The Oregonian this morning commented that “in other words, Bob Skipper is being pushed out of a job for which he was duly and overwhelmingly elected because he doesn’t have a basic certificate that is more or less irrelevant to his actual job.” It is happening not because of any political battle, but simply because that’s the way the law is. Which suggests more problem with the law than with Skipper
The case, and that latter point, come to mind in reading the Idaho Supreme Court decision out today in John Bradbury v. Idaho Judicial Council, an unusual case of a lawsuit between a district judge and the state’s judicial oversight board.
John Bradbury, a Lewiston who became a 2nd district judge in 2003, was elected to the judicial seat for Idaho County, though his actual judicial work would range elsewhere too, as to Lewiston, Moscow, Orofino and Nezperce. He bought a house in Grangeville, the Idaho County seat, and changed his voter registration from Lewiston to Grangeville.
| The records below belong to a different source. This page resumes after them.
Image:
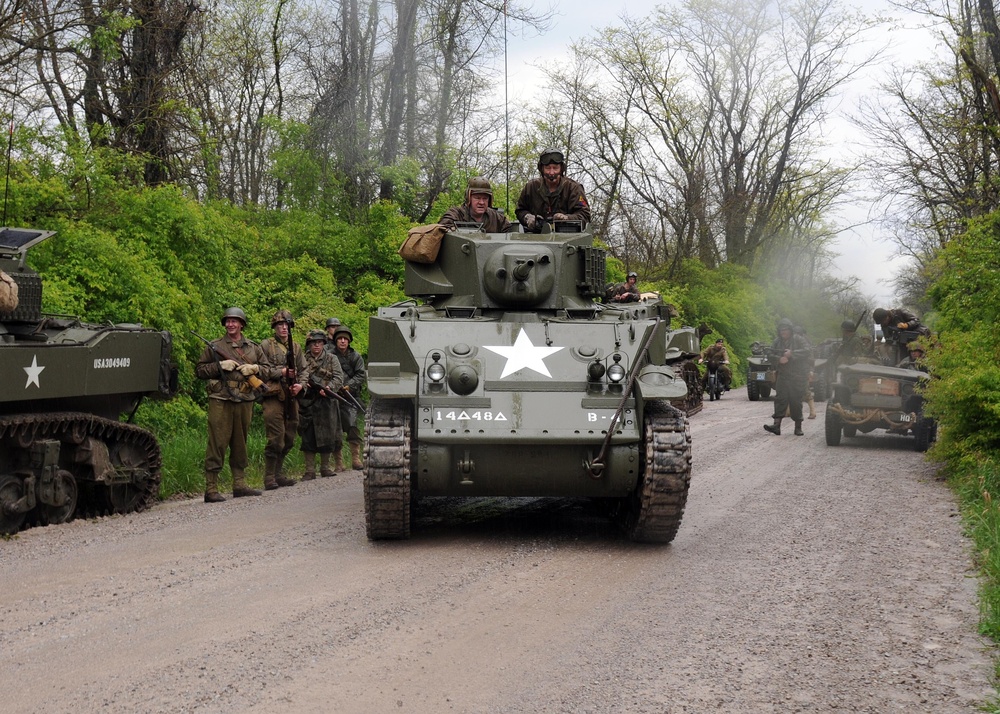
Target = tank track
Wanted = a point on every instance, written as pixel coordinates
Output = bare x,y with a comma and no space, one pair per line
653,512
20,430
387,470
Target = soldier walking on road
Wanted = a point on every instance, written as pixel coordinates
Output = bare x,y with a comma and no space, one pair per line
228,364
319,426
794,363
280,405
353,367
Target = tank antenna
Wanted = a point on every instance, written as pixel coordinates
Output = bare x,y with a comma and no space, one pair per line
506,117
10,136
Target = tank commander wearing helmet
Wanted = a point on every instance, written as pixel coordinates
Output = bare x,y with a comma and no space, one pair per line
228,364
280,405
899,319
625,292
914,358
353,367
478,208
552,196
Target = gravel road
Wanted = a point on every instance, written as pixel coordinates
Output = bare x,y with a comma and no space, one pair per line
804,578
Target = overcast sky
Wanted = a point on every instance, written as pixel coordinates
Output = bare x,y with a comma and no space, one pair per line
861,251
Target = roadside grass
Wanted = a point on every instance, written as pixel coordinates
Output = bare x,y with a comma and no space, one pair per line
183,470
976,481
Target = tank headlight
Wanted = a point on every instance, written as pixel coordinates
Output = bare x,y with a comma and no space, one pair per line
616,373
435,372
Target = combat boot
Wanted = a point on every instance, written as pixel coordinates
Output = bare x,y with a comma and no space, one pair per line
240,488
212,494
279,478
269,483
324,466
310,458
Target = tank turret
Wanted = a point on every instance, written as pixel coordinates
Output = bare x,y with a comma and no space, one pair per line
506,376
63,448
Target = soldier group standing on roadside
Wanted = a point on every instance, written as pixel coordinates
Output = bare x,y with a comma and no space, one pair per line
313,393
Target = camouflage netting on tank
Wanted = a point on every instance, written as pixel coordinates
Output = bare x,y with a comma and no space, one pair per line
8,293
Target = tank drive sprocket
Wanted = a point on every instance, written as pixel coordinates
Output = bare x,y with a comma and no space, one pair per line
653,512
387,466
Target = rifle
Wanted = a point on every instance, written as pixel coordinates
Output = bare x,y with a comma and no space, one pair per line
290,374
255,383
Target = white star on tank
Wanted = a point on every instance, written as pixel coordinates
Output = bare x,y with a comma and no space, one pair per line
524,355
33,371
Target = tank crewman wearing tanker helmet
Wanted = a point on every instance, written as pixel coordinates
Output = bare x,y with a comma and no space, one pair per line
552,196
899,319
280,405
353,367
478,208
229,364
320,419
793,369
624,292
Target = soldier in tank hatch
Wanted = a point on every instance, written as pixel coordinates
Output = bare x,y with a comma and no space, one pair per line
478,208
552,196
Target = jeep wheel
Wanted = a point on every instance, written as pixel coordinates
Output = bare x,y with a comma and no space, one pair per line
833,427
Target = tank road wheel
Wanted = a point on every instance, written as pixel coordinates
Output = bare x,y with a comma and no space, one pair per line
834,425
923,430
11,490
652,514
387,470
142,487
66,494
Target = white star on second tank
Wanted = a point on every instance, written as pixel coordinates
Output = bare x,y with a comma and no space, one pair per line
524,355
33,371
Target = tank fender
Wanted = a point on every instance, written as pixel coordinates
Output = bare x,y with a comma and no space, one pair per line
385,379
659,382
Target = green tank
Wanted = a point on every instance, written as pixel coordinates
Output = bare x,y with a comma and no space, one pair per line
503,376
63,448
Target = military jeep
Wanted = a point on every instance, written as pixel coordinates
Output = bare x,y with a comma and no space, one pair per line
876,394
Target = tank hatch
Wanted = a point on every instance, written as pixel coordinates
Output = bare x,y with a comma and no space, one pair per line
14,246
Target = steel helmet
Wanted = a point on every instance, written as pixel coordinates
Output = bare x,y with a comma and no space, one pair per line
234,312
478,184
282,316
551,156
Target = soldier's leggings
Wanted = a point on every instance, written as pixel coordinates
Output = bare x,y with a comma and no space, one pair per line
280,433
228,426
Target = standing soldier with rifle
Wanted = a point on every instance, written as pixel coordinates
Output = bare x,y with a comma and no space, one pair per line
229,365
286,376
319,426
353,367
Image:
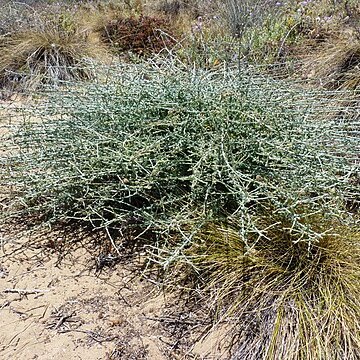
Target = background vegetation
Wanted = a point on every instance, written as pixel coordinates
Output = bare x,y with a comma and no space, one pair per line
222,138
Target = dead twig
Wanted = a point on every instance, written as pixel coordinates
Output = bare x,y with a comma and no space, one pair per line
25,291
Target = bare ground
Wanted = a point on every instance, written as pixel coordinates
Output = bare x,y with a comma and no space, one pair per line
63,297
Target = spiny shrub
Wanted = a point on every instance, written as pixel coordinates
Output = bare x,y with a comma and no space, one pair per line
141,35
166,150
161,153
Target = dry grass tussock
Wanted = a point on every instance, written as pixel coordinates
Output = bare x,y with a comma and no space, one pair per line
337,62
56,50
289,300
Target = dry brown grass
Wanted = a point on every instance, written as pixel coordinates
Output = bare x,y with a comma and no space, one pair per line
48,54
337,62
290,300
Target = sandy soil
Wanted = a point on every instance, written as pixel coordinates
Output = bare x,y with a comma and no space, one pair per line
64,297
81,306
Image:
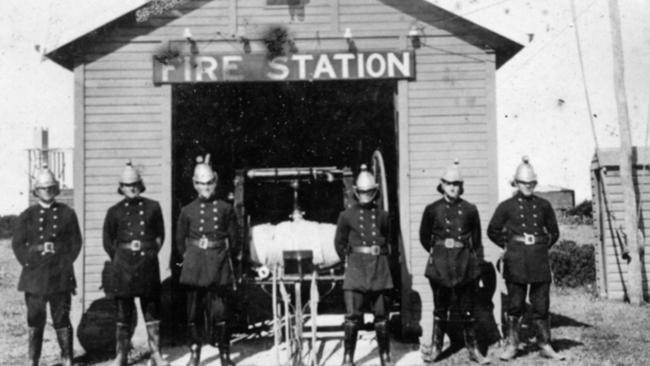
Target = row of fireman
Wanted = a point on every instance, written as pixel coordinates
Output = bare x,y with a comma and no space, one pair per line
206,236
524,225
47,240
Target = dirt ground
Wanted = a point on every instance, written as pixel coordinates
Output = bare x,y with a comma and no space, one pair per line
588,330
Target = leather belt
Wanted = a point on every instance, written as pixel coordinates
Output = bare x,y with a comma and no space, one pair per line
47,247
372,250
205,243
450,243
529,239
135,245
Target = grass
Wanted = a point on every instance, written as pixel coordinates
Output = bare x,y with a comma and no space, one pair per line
588,330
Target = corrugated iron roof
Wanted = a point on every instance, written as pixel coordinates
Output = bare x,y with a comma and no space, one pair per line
610,157
461,27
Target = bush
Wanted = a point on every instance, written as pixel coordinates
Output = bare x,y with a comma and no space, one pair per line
7,226
573,265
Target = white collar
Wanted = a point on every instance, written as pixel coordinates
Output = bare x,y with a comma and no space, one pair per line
45,205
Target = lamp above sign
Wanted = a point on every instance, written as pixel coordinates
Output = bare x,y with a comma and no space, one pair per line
295,67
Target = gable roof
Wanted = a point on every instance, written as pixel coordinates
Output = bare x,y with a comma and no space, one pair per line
505,48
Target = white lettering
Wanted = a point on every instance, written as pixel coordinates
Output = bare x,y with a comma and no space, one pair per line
165,72
360,66
345,63
324,66
371,61
278,64
209,70
404,66
302,64
230,66
188,67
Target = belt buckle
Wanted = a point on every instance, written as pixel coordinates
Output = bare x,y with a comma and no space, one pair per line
450,243
48,247
136,245
203,243
529,239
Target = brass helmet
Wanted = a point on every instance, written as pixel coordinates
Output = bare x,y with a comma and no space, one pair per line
365,183
203,172
365,180
452,174
130,174
525,172
44,178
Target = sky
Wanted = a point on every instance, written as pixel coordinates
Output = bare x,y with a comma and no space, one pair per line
541,105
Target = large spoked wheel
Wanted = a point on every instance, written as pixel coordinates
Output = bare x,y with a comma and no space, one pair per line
379,171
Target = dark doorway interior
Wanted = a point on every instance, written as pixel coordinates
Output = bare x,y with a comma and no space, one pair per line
298,124
253,125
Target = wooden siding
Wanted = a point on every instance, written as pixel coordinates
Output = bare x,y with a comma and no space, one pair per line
612,269
448,110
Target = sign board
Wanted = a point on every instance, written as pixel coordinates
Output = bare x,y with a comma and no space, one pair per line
295,67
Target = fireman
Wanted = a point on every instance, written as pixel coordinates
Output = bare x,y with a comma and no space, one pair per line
206,236
362,236
451,232
525,226
46,242
133,234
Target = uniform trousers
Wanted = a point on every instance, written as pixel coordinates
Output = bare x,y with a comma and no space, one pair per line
208,302
539,299
444,299
59,309
354,300
126,309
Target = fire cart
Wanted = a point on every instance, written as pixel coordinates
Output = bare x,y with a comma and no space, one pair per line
290,270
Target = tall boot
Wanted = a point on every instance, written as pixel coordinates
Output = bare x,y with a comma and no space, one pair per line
469,333
430,354
35,345
513,339
223,339
195,345
64,336
122,340
383,341
544,340
349,342
153,333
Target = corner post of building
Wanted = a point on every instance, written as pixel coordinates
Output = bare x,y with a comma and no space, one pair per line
492,174
78,303
166,106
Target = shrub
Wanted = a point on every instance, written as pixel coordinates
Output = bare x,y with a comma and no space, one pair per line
7,226
572,265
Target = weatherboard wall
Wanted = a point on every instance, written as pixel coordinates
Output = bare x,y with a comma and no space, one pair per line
447,113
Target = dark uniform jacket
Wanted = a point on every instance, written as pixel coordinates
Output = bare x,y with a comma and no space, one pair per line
135,272
47,273
366,226
458,223
216,221
521,215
In May 2006 the Judicial Council started an investigation into whether he really lived in Idaho County. (Of note: Bradbury has run crosswise with a number of people and institutions around Idaho law, having once sued the Judicial Council in 1998 and run, nearly winning, for the Idaho Supreme Court in 2008. Bradbury maintains that key people in the system were prejudiced against him, but we’ll bypass that argument here.) While acknowledging he had a home in Grangeville, had a homeowner’s exemption on it and voted there, it also said that “he spent practically none of his nights in Grangeville, or, that in the prior six (6) months he had spent fewer than ten (10) evenings in Grangeville.” Bradbury acknowledge in one interview that he spent few evenings in Grangeville, licensed his cars in Lewiston and got his personal mail there. The Judicial Council proposed to suspend Bradbury until he “resides” in Grangeville. Bradbury appealed.
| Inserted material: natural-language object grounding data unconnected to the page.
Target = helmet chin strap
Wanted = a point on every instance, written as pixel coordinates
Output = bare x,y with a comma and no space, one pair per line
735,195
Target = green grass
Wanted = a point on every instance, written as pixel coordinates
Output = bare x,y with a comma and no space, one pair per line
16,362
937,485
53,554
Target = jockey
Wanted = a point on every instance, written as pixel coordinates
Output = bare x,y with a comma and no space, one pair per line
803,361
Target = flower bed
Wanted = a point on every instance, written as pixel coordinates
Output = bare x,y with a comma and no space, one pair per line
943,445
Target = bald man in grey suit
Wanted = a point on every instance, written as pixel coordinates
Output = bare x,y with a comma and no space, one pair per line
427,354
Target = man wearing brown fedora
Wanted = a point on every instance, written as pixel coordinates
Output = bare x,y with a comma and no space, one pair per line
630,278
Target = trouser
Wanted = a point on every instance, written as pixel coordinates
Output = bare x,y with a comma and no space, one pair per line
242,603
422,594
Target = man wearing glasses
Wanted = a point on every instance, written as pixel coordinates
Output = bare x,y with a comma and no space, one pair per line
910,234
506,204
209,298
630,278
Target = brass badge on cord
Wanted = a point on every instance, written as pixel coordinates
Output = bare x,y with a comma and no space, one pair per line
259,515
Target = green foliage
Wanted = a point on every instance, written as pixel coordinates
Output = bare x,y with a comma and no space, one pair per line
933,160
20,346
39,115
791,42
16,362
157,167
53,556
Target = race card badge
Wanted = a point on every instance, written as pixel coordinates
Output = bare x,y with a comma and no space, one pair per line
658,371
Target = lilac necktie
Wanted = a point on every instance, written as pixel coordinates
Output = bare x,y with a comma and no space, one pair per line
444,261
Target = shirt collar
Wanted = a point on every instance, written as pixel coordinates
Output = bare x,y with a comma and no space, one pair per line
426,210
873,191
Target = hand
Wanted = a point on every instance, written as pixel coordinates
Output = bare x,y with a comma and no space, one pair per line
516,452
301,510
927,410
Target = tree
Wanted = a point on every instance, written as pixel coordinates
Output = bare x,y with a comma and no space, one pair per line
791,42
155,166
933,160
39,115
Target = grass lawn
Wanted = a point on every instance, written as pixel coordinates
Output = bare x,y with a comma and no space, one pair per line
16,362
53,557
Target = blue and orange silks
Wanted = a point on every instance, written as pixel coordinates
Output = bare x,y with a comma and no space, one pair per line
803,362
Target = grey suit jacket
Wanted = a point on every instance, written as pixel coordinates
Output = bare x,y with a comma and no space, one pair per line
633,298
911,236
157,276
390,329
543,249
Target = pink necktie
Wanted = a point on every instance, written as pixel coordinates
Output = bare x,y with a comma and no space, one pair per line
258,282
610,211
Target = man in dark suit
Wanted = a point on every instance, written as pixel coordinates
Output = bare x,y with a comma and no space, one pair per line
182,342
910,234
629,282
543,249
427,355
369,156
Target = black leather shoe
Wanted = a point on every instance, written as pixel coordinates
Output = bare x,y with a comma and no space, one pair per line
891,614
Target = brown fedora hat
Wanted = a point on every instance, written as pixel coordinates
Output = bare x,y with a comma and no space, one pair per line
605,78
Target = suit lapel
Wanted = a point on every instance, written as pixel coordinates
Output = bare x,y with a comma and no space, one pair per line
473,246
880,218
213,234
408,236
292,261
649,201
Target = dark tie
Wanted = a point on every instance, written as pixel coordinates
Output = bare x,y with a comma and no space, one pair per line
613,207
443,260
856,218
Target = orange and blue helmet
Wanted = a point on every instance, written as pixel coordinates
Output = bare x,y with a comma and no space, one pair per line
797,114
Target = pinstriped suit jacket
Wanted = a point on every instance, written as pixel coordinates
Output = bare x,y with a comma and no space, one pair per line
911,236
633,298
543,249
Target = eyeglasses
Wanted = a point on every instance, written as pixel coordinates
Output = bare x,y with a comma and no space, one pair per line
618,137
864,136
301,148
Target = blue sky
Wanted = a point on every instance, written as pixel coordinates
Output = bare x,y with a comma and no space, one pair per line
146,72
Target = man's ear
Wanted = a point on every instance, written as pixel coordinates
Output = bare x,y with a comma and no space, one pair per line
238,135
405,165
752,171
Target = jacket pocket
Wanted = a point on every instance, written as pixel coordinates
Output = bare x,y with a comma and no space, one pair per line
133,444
So what it mean to “reside” in a specific place?
The Supreme Court decision has a section on the etymology and explanation of “actually reside” that runs back through territorial days. The current state law on the subject, the decision said, intends “district judges to ‘actually reside’ at their resident chambers. It is rather clear the Legislature wanted district judges to live in the county where their resident chambers were located and to be a part of that community.” (Although what that would mean is unclear, since judges are supposed to be – in usual practice – semi-cloistered from their communities.)
The problem is that this is about as specific as the decision could get in working out where Bradbury crossed the line – as it says he did. It concluded that “The evidence in the record indicates that he has not been actually residing in Idaho County for some time and this must change,” but seemed to rely more on an accumulation of bits and pieces (how many nights spent at Lewiston versus Grangeville, for example) than on a clear threshold which he violated. He was ordered to become a proper Idaho County resident within 21 days; but the order didn’t say what exactly he had to do to meet that standard. Would spending four nights a week in Grangeville do the job, or must it be five? Does he get to vacation in Lewiston? Do the cars have to be relicensed in Grangeville? How about just one of them?
Pro tem Justice Wayne Kidwell, who wrote a partial dissent, noted first that there’s no allegation Bradbury hadn’t been doing his job, and that while having a home in his base county is required, “having two or more homes in Idaho is not precluded.”
The question here, somewhat like that surrounding Bob Skipper in Portland, is: Why is this a problem? In territorial days, the distance between Lewiston and Grangeville (about 70 miles) would be enough to isolate a judge from one or the other; it surely wouldn’t now.